(Bloomberg) -- A unit of Deutsche Bank AG agreed to pay a $2 million penalty to an industry-backed regulator over allegations it failed to ensure that its customers received the best prices for securities orders.
Deutsche Bank Securities Inc. improperly routed some customer orders through its dark pool known as SuperX from January 2014 to May 2019, the Financial Industry Regulatory Authority said in a Tuesday statement. The brokerage, which didn’t admit or deny the allegations, failed to change the arrangement despite knowing it resulted in delays and lower order fill rates, the regulator said.

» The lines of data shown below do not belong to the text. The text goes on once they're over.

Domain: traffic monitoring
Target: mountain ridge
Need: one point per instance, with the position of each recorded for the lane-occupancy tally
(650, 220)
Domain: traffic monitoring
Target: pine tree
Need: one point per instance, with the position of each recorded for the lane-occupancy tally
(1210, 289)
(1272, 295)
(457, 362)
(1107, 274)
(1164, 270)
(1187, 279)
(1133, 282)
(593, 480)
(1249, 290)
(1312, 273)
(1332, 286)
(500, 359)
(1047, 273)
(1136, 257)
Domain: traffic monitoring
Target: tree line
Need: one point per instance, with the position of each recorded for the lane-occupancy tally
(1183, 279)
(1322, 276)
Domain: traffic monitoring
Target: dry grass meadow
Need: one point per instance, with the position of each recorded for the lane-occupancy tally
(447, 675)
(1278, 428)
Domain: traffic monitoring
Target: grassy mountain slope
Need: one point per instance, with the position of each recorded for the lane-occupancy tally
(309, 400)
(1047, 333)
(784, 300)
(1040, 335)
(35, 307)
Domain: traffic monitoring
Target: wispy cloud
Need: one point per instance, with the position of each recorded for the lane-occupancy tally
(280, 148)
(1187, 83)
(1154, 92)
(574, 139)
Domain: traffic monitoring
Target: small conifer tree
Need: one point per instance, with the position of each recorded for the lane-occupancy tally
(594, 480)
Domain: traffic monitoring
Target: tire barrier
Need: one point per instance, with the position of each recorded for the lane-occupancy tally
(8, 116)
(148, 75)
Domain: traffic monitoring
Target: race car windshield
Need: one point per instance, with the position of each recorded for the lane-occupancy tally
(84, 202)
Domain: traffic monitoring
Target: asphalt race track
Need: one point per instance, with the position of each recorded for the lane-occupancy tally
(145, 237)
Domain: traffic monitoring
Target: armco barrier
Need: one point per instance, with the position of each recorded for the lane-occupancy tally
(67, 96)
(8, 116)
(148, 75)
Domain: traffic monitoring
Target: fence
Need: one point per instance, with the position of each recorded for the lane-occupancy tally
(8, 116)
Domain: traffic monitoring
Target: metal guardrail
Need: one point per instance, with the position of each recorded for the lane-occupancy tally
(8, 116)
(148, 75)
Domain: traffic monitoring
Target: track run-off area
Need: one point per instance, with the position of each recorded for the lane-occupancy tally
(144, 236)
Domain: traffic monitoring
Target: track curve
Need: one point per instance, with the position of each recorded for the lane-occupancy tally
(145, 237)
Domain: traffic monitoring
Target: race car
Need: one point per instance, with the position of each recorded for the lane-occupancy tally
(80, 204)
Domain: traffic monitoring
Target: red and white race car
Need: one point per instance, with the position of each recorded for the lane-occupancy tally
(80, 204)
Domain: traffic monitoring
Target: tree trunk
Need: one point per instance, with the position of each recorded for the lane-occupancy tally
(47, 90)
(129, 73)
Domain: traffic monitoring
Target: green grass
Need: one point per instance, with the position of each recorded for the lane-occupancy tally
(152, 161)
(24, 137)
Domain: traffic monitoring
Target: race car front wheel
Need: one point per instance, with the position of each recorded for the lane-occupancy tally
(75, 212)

The firm was accused of violating the so-called best execution rule, which requires brokers to find the most favorable terms for their customers. Companies must also periodically review the quality of their trade execution by looking at factors such as speed, order size and transactions costs. A bank spokesman declined to comment.

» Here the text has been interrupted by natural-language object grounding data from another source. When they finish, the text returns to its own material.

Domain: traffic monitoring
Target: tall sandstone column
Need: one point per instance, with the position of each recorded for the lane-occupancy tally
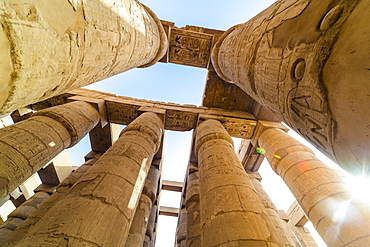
(98, 210)
(230, 210)
(307, 61)
(192, 202)
(51, 47)
(25, 147)
(338, 217)
(148, 197)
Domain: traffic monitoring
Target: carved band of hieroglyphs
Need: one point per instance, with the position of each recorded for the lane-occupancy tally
(239, 128)
(190, 48)
(180, 121)
(121, 113)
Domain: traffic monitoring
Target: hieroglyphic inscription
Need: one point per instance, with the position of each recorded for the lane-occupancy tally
(240, 128)
(308, 112)
(23, 141)
(121, 113)
(190, 48)
(180, 120)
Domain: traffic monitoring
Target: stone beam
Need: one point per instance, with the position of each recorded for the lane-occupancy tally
(189, 45)
(123, 110)
(172, 186)
(168, 211)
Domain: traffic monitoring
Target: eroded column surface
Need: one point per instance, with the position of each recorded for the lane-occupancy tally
(230, 210)
(281, 226)
(140, 222)
(27, 146)
(192, 203)
(98, 210)
(62, 190)
(338, 217)
(50, 47)
(306, 61)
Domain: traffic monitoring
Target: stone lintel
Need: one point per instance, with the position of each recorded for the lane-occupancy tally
(172, 186)
(189, 45)
(123, 110)
(98, 104)
(264, 125)
(92, 155)
(283, 215)
(102, 138)
(48, 175)
(168, 211)
(249, 157)
(296, 215)
(17, 116)
(50, 189)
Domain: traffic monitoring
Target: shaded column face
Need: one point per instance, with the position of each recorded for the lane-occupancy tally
(49, 48)
(231, 213)
(338, 217)
(192, 202)
(305, 61)
(27, 146)
(140, 223)
(100, 207)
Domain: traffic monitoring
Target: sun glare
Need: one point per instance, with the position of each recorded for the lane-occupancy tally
(360, 188)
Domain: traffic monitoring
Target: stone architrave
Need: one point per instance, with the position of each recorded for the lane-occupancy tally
(99, 208)
(27, 146)
(51, 47)
(230, 210)
(307, 62)
(339, 217)
(61, 191)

Regulators including the Securities and Exchange Commission have spent years trying to root out wrongdoing on alternative trading systems, which allow clients to buy and sell shares with more anonymity than they can on traditional stock exchanges.
In some cases, Deutsche Bank Securities routed more orders to SuperX than any other dark pool even though the bank ranked other venues higher in terms of execution quality, according to Finra. The firm also failed to disclose to investors material information about its trading systems, the regulator said.
Deutsche Bank closed SuperX in September as part of its exit from U.S. equity sales and trading, according to Finra.